Logo à noite, a Praça da Liberdade fora toda cercada por grades e policiais da tropa de choque, dando ao evento festivo um tom ameaçador, a revelar como as coisas em Minas e no Brasil continuam mera aparência. Uma inversão do que parece ser. Ou do que dizem ser. Não havia povo na festa dos bacanas. E os educadores, juntamente com outros segmentos populares, que foram chegando aos montes para acompanhar a festa, eram barrados na porta do baile. Era preciso ser amigo do rei para entrar. Talvez os tais três professores que na época foram recebidos pelo governo para declarar obediência servil ao rei pudessem ser recebidos e exibidos como troféus de guerra pelo déspota. Mas, os verdadeiros heróis da categoria estavam do lado de fora, aos montes, centenas de bravos e bravas guerreiras a protestar e a gritar estranhas palavras de ordem, como: "É ou não é, piada de salão, tem dinheiro para a Copa, mas não tem para a Educação".
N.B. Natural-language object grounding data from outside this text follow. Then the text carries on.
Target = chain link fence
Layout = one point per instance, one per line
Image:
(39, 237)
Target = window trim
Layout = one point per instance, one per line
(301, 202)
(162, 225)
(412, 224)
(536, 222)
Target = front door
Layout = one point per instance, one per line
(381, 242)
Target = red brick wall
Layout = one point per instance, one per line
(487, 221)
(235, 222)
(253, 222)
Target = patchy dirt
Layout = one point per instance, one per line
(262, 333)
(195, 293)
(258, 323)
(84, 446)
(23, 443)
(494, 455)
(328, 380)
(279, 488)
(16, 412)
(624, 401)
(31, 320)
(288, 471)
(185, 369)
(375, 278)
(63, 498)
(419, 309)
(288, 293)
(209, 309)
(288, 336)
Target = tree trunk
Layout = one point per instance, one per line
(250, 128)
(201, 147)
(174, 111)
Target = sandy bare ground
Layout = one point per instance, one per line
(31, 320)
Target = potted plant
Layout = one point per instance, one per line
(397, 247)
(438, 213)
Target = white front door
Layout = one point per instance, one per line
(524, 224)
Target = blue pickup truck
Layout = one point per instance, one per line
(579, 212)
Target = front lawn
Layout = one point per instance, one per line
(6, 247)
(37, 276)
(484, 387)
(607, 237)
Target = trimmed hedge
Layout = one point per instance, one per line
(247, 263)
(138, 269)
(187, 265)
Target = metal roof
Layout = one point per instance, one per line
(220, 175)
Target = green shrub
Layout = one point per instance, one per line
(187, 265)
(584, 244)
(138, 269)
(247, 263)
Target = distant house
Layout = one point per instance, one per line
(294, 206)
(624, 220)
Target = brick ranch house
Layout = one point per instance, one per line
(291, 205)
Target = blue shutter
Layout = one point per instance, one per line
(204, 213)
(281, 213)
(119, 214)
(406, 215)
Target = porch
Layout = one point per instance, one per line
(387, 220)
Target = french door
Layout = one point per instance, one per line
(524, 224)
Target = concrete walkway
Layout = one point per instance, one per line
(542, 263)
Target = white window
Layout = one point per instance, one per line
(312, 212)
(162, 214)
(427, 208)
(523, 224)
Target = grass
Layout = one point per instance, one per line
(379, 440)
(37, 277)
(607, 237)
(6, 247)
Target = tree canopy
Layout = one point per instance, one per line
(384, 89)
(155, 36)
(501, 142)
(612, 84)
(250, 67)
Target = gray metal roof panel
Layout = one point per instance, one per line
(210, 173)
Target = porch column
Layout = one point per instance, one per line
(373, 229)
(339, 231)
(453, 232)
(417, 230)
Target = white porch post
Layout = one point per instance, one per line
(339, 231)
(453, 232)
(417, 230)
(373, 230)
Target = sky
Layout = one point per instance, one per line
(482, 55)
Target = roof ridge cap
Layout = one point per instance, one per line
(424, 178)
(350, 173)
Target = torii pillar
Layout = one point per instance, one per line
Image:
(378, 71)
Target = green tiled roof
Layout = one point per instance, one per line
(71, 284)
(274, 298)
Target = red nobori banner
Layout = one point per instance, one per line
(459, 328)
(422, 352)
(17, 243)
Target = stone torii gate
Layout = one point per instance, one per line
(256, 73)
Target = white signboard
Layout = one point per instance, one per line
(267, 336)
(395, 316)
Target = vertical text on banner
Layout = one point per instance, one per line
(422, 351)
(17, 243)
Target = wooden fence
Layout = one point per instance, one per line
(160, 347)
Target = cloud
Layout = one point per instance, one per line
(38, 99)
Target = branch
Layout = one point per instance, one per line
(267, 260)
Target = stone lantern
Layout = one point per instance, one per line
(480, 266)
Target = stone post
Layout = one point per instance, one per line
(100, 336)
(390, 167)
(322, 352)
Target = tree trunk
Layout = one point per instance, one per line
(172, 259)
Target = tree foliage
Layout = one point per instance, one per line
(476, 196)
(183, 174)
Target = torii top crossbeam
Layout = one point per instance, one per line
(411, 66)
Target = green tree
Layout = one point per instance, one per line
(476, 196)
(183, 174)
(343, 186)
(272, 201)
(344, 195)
Ficará o tal historiador impressionado com a truculência praticada pela polícia de choque do governo contra os educadores, estudantes e demais grupos sociais ali presentes. Balas de borracha, cassetete, bombas de efeito moral, gás de pimenta, foram usados em larga escala para tentar expulsar e intimidar, em vão, aos valentes educadores em greve ali presentes. Desarmados, sem coletes à prova de bala, sem treinamento militar, mas ainda assim impetuosos e ousados. Não arredaram o pé do local, pois aprenderam desde cedo que a praça era do povo, como o céu era do condor. E ali ficaram, resistindo, naquela praça que ganhara a alcunha de Praça da Repressão, onde antes tornara-se conhecida como Praça da Liberdade; ali, onde todas as liberdades - de expressão, de ir e vir, de manifestação pacífica, todas, contidas na Carta Magna e nos direitos fundamentais inspirados pelas revoluções da Era contemporânea - eram ameaçadas e sonegadas. Mas, não sem luta, não sem resistência, não sem o protesto ousado e corajoso de centenas de combativos e combativas educadores/as e demais lutadores sociais que lá se encontravam.

Qual será o desfecho dessa batalha que definirá os rumos da vida de milhares, e de milhões até, dos de baixo, e também do numericamente pequeno, mas poderoso grupo dos de cima? Seguramente, só o historiador do futuro saberá o que ocorreu naqueles dias que marcaram uma heroica greve de mais de 100 dias dos educadores de Minas Gerais. É certo que um dos lemas deles era: "Sem o piso, não voltamos para a escola". Numa luta legal e legítima, apesar de desigual, mas que contava com o envolvimento de centenas de lideranças de educadores muito dispostas a não abrirem mão dos seus direitos, é possível imaginar aquilo que o dedicado pesquisador do futuro certamente contará nas páginas do seu estudo, cujo título de um dos capítulos da narrativa recebera esta forma um tanto impetuosa: "Na semana em que o chão de Minas tremeu todo!".


E vocês, amigos leitores do presente? Que papel assumirão nesta história que será contada e recontada para muitas gerações?